Jude saltó del sillón y corrió a la puerta. No logró abrirla inmediatamente y por el rabillo del ojo vio que la encargada iba hacia él. Al fin consiguió abrir y salió a la lluvia. En cuanto lo hizo se quedó calado hasta los huesos. Miró en todas direcciones, pero no vio a nadie. Corrió calle arriba, se detuvo, dio media vuelta y corrió en la dirección opuesta. Pero fue inútil; la aparición se había esfumado. Permaneció largo rato metido en un portal, tratando de dilucidar qué hacer.
Cuando volvió a la librería, los turistas, que ya estaban marchándose, lo miraron con recelo. Permaneció bajo la lluvia hasta que todos hubieron salido y entró de nuevo en el local. La encargada estaba jugueteando con uno de los botones de su blusa. Jude se dirigió al escritorio, recogió su chaqueta y se quedó de pie frente a ella, sobre un pequeño charco de agua. Murmuró una lacónica disculpa, pues estaba demasiado desconcertado para extenderse más y descubrió que la mujer lo miraba con auténtica simpatía.

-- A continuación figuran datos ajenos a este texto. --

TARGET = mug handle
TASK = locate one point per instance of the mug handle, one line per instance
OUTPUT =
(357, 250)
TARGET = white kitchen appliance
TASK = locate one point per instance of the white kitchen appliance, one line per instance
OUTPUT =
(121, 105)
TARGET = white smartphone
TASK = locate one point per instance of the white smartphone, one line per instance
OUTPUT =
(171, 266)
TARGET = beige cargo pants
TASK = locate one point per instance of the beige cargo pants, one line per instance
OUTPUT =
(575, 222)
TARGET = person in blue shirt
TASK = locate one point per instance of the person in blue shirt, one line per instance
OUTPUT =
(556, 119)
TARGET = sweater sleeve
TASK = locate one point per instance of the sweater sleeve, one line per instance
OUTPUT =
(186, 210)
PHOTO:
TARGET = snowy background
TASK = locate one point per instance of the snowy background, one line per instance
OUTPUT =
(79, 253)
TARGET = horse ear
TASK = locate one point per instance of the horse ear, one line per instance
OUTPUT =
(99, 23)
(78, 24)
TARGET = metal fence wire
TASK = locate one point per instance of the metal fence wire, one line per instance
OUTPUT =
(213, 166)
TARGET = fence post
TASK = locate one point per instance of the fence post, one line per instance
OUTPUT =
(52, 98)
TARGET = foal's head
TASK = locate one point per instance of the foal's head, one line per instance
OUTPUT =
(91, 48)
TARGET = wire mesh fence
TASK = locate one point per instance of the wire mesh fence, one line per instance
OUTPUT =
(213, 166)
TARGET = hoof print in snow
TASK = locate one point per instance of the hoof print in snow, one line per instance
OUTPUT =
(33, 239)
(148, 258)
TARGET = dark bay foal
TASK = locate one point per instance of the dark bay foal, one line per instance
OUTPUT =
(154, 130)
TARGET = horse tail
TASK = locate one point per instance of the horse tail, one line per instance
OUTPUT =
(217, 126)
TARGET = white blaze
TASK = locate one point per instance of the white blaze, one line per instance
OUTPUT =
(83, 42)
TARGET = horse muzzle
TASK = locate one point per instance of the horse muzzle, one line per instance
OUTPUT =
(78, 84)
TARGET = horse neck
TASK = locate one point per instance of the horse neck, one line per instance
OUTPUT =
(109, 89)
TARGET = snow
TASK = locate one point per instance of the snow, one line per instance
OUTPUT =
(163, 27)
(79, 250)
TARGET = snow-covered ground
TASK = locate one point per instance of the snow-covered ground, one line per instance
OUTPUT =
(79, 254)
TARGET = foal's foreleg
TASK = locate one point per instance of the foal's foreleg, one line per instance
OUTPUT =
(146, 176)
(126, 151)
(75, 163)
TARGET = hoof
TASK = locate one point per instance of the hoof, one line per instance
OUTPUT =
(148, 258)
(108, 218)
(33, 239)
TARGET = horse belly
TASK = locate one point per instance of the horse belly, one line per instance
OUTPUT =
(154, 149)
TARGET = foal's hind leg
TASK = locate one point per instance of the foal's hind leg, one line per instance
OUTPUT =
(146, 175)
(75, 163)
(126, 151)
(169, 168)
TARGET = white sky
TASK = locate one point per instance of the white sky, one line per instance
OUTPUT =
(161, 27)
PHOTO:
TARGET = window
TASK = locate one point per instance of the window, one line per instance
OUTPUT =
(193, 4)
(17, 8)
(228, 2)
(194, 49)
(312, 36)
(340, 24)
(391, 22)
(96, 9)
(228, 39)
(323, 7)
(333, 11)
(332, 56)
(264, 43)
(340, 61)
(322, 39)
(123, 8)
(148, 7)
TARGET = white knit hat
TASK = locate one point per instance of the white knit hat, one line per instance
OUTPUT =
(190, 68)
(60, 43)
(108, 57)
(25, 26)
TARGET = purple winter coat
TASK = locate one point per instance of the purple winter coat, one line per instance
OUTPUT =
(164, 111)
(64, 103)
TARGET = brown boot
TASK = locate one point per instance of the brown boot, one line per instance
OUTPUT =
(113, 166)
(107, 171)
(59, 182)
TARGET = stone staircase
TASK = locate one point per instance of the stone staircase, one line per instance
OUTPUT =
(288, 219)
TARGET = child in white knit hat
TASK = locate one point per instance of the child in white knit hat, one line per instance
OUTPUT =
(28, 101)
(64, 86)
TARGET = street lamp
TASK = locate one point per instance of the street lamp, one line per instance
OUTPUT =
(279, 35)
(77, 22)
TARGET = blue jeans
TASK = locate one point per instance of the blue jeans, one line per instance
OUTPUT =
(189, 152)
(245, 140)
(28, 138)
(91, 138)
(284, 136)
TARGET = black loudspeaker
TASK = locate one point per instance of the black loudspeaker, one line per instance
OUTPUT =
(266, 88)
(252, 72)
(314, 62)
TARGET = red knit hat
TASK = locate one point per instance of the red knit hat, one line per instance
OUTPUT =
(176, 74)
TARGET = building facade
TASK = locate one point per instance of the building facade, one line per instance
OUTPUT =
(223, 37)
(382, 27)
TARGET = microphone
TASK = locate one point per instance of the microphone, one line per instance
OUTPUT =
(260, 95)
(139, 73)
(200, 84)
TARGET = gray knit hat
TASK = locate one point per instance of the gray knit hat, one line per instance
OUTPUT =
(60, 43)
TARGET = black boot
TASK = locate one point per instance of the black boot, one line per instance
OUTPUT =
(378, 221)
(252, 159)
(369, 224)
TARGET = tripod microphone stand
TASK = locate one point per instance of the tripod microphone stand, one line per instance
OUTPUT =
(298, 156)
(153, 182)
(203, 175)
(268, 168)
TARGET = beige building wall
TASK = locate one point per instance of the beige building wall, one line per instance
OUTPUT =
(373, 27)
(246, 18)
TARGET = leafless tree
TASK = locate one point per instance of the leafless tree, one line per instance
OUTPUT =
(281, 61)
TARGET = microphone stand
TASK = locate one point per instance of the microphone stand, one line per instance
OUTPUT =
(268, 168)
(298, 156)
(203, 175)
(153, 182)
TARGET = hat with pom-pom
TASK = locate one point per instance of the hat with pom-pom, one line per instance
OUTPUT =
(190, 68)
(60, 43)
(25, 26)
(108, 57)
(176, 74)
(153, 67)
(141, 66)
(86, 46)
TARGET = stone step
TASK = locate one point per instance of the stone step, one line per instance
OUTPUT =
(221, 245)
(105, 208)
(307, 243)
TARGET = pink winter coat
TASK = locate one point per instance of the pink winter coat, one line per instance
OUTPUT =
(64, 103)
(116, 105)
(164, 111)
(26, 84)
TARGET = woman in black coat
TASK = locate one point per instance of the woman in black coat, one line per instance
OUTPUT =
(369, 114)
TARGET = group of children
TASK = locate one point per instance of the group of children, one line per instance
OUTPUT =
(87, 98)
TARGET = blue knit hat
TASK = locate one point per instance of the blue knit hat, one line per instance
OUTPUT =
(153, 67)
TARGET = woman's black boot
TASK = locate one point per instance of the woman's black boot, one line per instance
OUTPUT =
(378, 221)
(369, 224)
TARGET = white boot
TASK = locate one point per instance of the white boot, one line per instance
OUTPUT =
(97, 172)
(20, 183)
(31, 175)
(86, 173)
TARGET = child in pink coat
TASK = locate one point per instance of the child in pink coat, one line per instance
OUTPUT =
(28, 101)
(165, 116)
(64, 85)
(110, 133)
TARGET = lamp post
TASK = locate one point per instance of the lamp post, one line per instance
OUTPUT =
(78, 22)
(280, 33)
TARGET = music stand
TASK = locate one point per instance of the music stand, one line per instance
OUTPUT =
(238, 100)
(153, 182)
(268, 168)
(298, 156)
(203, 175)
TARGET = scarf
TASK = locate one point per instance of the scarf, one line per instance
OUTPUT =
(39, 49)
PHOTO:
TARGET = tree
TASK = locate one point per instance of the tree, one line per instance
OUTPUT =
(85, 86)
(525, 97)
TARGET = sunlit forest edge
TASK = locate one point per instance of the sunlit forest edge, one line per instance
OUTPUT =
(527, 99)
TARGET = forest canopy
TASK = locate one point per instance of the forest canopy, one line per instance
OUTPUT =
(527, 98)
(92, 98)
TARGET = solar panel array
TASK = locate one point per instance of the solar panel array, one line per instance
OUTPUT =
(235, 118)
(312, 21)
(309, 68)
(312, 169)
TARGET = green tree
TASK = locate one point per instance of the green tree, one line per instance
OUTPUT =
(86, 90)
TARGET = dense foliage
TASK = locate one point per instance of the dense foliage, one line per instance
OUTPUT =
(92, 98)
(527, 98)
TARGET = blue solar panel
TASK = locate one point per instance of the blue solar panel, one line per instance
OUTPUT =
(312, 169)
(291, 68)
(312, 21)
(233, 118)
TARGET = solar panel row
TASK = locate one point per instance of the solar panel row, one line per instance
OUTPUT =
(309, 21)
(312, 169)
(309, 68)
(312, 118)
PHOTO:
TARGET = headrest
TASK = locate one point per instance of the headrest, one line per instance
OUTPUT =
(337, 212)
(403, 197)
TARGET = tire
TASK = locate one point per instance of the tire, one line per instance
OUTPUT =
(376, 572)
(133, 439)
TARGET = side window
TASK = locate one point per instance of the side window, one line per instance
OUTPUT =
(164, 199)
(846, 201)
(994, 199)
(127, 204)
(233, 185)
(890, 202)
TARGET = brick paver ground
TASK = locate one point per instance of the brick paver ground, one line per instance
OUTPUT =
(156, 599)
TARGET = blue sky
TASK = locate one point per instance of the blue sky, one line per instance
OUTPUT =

Jude caminaba ofuscado por la oscura estación de metro de Times Square. Encima se hallaba «la encrucijada del mundo», el lugar en el que uno podía encontrarse con cualquier persona de cualquier lugar. Pero ningún encuentro podía compararse con el que acaba de tener, pues se había encontrado consigo mismo.
En el SoHo comió algo y se bebió tres tazas de café para contrarrestar los efectos del vino. Sentado en la cafetería, no lograba olvidar aquella imagen. Era una imagen que llevaba toda su vida viendo: la de su propio rostro. En ciertos momentos, la recordaba con toda nitidez, era como si su propia imagen hubiera salido del interior de un espejo para agarrarlo por el cuello. Lo que más le había impresionado eran los ojos. Durante el milisegundo en que los miró, le pareció contemplar los recovecos de su propia alma.